Mais derrière la porte, nous étions tombés nez à nez avec Sven qui faisait des signes de croix à toute vitesse. Alors Papa mit son doigt devant ses lèvres et Sven l’imita, en hochant la tête tout excité. Maman déposa un baiser sur son front, et il nous regarda partir en laissant son index sur sa dent. Nous avions dévalé les escaliers à toute vitesse ; arrivés à l’angle, nous nous étions encore plaqués contre le mur, et Papa avait recommencé à faire ses grands gestes du torse et de la tête, alors Maman lui avait soufflé :

— Georges, cessez donc de faire l’andouille ! J’ai envie de faire pipi, et si vous me faites rire, je vais finir par faire dans ma culotte.

Alors Papa avait fait un dernier grand geste du bras, pour nous indiquer que la voie était libre. Dans le couloir, mes parents m’avaient pris chacun par une main, et j’avais fait le reste du parcours jusqu’à la voiture en ne touchant presque plus terre.

Dans l’automobile en direction de chez nous, l’ambiance était dingue. Papa faisait du tam-tam sur le volant en chantant, Maman applaudissait en riant, et moi je regardais tout ça en me massant les tempes qui battaient violemment. Après avoir quitté le quartier de la clinique, Papa avait fait des zigzags sur la route, en faisant plusieurs fois le tour des ronds-points en klaxonnant, je glissais sur la banquette arrière comme un sac de pommes de terre, c’était vraiment du grand n’importe quoi. En arrivant à la maison, Papa avait sorti le champagne du frigo et l’avait ouvert en le secouant à grands coups pour en mettre partout. Maman avait trouvé que l’appartement était presque aussi déprimant que la clinique, en quand même plus charmant. Et en caressant la tête de Mademoiselle qui gonflait son cou, elle nous avait expliqué la suite de son plan, en buvant ses coupes à grandes gorgées pour se désaltérer.
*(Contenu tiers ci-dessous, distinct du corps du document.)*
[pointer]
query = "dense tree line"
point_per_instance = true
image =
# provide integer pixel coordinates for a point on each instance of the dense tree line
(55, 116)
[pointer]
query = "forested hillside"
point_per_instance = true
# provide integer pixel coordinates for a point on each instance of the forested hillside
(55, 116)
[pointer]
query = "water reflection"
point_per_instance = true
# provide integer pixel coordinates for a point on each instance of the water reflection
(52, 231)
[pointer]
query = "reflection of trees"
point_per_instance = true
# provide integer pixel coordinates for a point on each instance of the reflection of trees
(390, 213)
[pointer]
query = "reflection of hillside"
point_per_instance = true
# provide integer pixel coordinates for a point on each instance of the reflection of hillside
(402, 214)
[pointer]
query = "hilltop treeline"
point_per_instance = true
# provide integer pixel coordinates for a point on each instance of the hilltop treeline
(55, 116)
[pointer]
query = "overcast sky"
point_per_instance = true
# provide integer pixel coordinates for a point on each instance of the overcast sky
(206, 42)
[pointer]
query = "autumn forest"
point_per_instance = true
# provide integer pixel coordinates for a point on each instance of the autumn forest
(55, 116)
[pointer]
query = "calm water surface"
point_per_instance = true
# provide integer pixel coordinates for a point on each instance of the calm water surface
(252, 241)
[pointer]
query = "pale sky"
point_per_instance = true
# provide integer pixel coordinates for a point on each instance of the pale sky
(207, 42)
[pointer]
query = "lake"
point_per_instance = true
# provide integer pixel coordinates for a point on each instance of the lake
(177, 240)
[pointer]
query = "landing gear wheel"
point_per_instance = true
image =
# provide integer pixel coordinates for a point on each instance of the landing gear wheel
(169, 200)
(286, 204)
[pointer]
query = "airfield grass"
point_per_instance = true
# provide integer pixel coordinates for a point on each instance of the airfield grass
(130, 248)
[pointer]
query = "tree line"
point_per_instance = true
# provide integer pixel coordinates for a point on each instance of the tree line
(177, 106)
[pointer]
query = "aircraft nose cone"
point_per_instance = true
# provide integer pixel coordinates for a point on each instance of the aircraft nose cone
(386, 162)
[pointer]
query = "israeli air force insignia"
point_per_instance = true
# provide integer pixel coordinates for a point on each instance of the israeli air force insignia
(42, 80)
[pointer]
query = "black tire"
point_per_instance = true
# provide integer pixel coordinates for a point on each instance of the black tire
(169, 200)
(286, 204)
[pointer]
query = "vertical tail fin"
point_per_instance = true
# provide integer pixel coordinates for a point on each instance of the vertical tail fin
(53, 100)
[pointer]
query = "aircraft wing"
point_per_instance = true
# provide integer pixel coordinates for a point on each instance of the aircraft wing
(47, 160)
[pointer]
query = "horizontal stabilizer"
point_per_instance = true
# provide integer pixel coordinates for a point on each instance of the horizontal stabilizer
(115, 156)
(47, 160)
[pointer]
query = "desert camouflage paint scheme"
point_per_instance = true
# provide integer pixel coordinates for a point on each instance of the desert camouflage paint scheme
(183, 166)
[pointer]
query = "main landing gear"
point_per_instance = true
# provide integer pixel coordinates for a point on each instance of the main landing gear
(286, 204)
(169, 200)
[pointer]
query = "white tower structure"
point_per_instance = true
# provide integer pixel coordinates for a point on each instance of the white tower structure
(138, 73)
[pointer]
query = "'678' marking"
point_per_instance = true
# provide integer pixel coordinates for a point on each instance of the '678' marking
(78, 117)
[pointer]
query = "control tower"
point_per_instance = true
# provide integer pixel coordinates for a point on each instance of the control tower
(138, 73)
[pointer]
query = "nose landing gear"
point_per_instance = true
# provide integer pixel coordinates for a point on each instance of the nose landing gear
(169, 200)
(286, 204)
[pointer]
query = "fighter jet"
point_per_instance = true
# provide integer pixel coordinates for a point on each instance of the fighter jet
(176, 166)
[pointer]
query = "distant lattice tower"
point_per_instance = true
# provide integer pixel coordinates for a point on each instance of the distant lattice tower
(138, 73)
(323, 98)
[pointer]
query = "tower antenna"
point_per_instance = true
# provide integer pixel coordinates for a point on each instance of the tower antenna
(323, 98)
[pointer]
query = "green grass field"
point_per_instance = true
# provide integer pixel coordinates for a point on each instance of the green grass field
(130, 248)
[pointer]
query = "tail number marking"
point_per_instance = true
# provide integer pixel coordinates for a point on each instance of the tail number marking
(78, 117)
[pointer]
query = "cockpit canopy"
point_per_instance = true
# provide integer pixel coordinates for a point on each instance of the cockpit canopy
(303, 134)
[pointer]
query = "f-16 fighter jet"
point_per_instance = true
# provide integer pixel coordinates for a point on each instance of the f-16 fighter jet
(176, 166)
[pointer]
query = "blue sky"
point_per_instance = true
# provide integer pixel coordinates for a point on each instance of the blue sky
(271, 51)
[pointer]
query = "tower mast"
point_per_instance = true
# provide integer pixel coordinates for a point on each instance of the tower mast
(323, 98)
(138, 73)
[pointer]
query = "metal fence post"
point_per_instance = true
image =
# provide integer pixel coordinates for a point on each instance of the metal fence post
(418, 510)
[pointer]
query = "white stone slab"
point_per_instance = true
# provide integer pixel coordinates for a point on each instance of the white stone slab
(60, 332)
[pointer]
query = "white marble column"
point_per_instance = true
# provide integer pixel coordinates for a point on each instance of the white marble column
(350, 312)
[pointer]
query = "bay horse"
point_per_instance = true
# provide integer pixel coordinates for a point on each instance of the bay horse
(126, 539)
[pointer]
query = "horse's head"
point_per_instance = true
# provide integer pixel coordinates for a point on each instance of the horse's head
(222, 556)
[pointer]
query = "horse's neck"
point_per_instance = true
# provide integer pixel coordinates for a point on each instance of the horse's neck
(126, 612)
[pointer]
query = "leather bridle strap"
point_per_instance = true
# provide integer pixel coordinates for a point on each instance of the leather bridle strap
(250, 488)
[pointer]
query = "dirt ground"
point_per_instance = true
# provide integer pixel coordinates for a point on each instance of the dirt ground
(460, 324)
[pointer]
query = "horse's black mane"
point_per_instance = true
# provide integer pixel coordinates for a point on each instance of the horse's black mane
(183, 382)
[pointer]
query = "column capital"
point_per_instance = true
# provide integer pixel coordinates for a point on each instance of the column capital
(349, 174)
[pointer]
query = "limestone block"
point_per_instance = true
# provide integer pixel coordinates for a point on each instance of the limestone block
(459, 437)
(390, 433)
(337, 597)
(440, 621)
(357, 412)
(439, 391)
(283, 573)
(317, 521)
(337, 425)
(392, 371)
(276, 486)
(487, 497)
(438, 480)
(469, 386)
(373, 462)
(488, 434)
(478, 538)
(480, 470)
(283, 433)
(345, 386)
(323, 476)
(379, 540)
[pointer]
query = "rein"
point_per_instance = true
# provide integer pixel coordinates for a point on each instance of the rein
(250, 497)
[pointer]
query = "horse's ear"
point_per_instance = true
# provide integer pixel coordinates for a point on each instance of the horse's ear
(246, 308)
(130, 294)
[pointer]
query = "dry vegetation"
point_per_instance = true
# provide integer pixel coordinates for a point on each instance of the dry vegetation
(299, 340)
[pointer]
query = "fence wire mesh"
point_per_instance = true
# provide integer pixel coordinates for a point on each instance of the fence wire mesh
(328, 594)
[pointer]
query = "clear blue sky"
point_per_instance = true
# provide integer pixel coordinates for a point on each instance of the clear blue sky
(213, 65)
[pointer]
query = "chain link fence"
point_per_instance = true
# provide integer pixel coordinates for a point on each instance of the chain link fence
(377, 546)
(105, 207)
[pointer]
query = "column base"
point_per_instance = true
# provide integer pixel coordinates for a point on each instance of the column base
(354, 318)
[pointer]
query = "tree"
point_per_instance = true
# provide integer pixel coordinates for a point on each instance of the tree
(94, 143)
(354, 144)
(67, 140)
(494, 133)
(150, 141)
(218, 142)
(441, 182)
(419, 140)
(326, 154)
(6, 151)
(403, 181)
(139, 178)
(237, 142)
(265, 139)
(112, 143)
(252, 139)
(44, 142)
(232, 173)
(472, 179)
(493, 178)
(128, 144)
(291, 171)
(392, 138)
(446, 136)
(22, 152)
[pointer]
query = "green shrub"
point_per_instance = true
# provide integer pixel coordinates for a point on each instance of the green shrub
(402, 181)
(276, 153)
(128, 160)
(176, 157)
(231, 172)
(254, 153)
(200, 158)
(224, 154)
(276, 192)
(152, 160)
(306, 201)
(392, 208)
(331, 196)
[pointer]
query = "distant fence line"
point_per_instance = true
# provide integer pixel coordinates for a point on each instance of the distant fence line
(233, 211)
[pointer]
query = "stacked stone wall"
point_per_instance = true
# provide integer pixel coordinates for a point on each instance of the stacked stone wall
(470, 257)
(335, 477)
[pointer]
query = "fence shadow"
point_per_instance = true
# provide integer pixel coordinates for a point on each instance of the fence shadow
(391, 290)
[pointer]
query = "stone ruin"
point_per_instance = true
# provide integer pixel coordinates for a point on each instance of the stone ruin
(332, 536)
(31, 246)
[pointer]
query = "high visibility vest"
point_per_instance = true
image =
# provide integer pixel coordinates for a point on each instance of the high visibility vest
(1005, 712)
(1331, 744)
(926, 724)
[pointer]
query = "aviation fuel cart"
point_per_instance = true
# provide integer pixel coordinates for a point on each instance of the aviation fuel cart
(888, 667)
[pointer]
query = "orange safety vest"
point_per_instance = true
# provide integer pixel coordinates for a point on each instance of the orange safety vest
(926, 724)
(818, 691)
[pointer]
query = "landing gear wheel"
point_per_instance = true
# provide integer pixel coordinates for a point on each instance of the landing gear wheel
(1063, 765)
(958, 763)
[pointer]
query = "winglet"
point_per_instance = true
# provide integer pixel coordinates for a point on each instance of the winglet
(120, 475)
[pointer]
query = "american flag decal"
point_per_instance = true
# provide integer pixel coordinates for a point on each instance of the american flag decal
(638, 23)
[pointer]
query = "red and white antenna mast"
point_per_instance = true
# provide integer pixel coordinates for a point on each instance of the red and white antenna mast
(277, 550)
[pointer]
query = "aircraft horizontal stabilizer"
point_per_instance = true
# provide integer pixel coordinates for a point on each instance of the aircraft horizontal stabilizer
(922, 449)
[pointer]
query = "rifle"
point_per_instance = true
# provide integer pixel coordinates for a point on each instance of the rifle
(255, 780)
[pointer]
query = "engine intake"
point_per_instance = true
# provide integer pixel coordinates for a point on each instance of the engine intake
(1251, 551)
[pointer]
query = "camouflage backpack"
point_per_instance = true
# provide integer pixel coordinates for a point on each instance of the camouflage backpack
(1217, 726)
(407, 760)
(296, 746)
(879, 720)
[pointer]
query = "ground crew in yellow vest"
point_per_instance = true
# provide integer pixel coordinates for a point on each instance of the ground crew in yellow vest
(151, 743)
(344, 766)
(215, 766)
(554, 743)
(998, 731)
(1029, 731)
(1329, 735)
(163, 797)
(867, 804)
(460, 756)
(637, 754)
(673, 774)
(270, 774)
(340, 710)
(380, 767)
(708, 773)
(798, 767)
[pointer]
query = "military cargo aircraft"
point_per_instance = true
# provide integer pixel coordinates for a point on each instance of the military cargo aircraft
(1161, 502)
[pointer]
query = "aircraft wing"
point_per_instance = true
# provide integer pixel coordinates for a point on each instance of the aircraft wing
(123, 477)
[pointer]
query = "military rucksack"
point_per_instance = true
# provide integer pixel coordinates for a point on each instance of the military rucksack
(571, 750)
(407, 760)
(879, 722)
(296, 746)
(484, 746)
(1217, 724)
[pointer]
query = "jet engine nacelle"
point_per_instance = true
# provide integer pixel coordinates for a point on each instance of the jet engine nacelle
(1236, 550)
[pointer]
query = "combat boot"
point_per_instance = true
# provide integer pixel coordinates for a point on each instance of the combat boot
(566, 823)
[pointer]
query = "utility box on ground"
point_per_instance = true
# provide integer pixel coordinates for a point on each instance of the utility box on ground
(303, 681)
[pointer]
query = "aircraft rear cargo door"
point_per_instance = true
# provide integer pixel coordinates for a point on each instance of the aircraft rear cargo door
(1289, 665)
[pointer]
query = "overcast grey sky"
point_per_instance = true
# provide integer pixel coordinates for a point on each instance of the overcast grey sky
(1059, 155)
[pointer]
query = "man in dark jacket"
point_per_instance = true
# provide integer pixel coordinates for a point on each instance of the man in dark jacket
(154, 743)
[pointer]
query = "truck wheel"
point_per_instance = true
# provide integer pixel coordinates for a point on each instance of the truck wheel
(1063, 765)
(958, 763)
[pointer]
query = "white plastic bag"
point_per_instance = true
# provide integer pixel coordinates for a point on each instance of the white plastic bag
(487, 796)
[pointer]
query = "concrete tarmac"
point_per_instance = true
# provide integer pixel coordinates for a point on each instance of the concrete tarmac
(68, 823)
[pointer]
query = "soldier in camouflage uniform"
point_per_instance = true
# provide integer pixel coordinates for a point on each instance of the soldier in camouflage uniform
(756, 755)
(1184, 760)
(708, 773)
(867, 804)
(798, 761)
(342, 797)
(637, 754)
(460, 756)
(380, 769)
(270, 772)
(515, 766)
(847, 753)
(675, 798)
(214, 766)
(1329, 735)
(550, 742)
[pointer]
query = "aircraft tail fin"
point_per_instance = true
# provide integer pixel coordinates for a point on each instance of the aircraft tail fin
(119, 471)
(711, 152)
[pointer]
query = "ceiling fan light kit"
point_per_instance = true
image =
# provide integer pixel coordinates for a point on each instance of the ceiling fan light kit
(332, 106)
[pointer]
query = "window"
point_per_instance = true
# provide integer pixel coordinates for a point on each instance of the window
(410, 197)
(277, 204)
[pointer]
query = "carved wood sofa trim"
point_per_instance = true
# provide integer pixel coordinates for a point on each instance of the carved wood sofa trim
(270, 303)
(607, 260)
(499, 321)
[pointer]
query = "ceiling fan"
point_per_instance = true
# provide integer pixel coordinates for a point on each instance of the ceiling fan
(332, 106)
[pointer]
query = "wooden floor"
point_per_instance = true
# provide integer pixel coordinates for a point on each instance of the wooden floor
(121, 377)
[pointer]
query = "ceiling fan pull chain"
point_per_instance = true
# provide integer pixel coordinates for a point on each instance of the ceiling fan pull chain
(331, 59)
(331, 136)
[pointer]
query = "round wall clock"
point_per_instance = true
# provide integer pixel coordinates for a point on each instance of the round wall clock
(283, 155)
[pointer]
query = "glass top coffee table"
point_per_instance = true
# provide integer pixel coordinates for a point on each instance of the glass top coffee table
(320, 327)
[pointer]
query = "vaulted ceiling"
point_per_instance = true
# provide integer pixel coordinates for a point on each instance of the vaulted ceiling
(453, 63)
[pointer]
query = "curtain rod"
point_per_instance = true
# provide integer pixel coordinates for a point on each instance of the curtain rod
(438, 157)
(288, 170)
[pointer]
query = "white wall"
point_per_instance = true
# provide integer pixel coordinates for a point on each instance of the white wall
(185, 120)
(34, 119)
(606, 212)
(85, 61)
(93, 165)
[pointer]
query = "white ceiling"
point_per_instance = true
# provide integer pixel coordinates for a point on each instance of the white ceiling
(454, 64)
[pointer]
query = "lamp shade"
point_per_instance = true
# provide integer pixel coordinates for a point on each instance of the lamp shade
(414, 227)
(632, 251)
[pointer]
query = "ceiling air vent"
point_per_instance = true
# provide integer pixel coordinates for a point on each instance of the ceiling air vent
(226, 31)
— Je vais m’installer à l’hôtel, le temps que ça se calme. Ce serait vraiment bête qu’on voie la kidnappée sortir de chez elle comme si de rien n’était. Pendant ce temps-là vous, vous allez nous mitonner des mensonges de toute beauté, pour la police, pour la clinique, bref pour tous ceux qui vous poseront des questions, avait-elle expliqué avec un air sérieux, sa coupe tendue comme un calice vers la bouteille célébrée.

— Pour les mensonges vous pouvez nous faire confiance, vous avez devant vous des hommes d’expérience ! Mais après l’enquête, qu’allons-nous faire ? avait dit Papa en vidant la fin de la bouteille dans la coupe de Maman.

— Après ? L’aventure continue, mon cher ami ! L’enlèvement n’est pas fini. D’ici quelques jours, les recherches n’auront rien donné, enfin j’espère, et nous irons nous cacher dans notre maison en Espagne. Vous allez louer une automobile, impossible de prendre l’avion dans ces conditions, nous allons emprunter les petites routes jusqu’à la frontière, et ensuite nous allons rouler à tombeau ouvert jusqu’à notre planque dans les montagnes pour reprendre notre vie d’avant, tout simplement, avait dit Maman, qui tentait de se lever péniblement pour trinquer avec nous.

— Ah oui, vous avez réellement pensé à tout ! Je me demande vraiment ce que vous faisiez chez les fous ! avait répondu Papa en l’attirant vers lui pour l’enlacer.

Complètement catapulté vers le sommeil, par le champagne et les émotions de l’évasion, je m’étais endormi dans le canapé, en les regardant danser le slow des sentiments.

Pendant les recherches de Maman et de ses ravisseurs, entre les déclarations à la police et les passages à la clinique pour déménager ses affaires et montrer nos airs tristes, nous allions lui rendre visite dans un petit hôtel dégoûtant, habité par des putes qui criaient et riaient, parfois en même temps. Maman avait pris un faux nom pour réserver sa chambre.

— Liberty Bojangles, ce n’est pas très discret comme nom d’emprunt pour une personne recherchée partout ! avait dit Papa, un sourire taquin accroché aux joues.